Personally though, I would still opt for a dempsey or green terror anyway


----------



## FISHYFISHY (May 19, 2003)

I have a Jack and a huge otiger oscar with my rbp's and their was problems at first. The oscar got his tail nipped at a lot, but it is fine now! And the Jack runs the tank, he is the most aggressive so far, but that will change in a little while.


----------



## Innes (Jan 13, 2003)

FISHYFISHY said:


> I have a Jack and a huge otiger oscar with my rbp's and their was problems at first. The oscar got his tail nipped at a lot, but it is fine now!
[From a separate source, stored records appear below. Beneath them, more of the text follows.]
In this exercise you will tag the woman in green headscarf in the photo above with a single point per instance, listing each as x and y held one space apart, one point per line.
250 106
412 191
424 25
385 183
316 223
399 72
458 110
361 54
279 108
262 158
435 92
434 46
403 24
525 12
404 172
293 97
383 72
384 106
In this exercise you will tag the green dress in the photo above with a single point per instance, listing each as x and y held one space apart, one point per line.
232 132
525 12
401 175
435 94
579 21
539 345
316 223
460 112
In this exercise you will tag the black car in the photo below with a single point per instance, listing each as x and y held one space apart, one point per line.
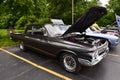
69 44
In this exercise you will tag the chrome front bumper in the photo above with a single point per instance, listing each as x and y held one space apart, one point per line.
94 60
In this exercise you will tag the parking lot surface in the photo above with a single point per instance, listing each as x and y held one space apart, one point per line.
18 65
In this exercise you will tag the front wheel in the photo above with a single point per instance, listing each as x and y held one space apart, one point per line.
70 63
22 46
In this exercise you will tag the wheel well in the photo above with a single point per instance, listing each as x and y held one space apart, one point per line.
64 51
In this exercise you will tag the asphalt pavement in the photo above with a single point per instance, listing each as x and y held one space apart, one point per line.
18 65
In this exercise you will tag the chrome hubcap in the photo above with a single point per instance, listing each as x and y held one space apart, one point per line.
70 63
21 46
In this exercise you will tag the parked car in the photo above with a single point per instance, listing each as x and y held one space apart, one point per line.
111 38
73 50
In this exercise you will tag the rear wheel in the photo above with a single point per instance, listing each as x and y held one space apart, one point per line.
22 46
70 63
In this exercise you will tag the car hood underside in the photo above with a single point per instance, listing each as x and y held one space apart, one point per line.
87 19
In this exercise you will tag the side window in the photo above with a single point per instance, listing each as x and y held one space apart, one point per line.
35 30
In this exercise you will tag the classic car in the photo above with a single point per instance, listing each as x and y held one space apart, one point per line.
60 41
111 38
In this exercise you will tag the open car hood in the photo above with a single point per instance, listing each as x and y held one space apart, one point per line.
87 19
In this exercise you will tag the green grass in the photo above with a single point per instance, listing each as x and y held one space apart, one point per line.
5 39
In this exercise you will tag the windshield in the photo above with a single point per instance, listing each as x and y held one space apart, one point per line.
54 30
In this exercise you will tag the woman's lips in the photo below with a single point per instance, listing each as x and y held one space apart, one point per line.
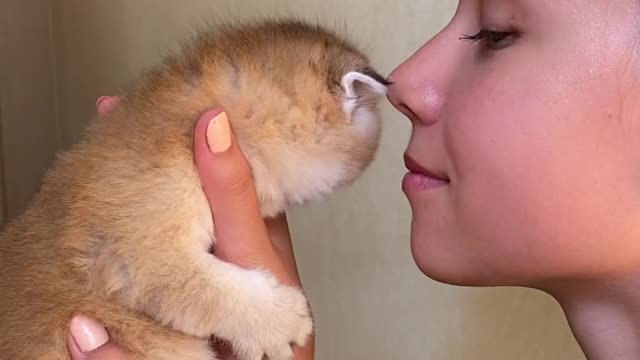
419 178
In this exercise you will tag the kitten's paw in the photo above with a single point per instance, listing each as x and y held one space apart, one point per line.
281 318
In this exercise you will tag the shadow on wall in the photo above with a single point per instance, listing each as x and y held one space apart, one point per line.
508 324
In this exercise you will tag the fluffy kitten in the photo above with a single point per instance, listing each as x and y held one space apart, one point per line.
121 230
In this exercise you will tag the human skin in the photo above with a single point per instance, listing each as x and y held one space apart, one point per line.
534 131
227 183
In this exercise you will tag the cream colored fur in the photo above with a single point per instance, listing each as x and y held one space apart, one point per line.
120 230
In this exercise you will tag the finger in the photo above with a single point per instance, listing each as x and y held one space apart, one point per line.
227 182
89 340
280 236
106 104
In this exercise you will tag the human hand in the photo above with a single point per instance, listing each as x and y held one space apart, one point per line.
242 236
And the Jack runs the tank, he is the most aggressive so far, but that will change in a little while.


 I believe it, as I had a severum with my piranhas, but one dat the piranhas will have a bit and it may or may not cause serious damage, but if it doesn't you should consider yourself lucky and move the cichlids


----------



## piranha45 (Apr 8, 2003)

FISHYFISHY said:


> the Jack runs the tank, he is the most aggressive so far, but that will change in a little while.


 OR SO YOU THINK, as I said.


----------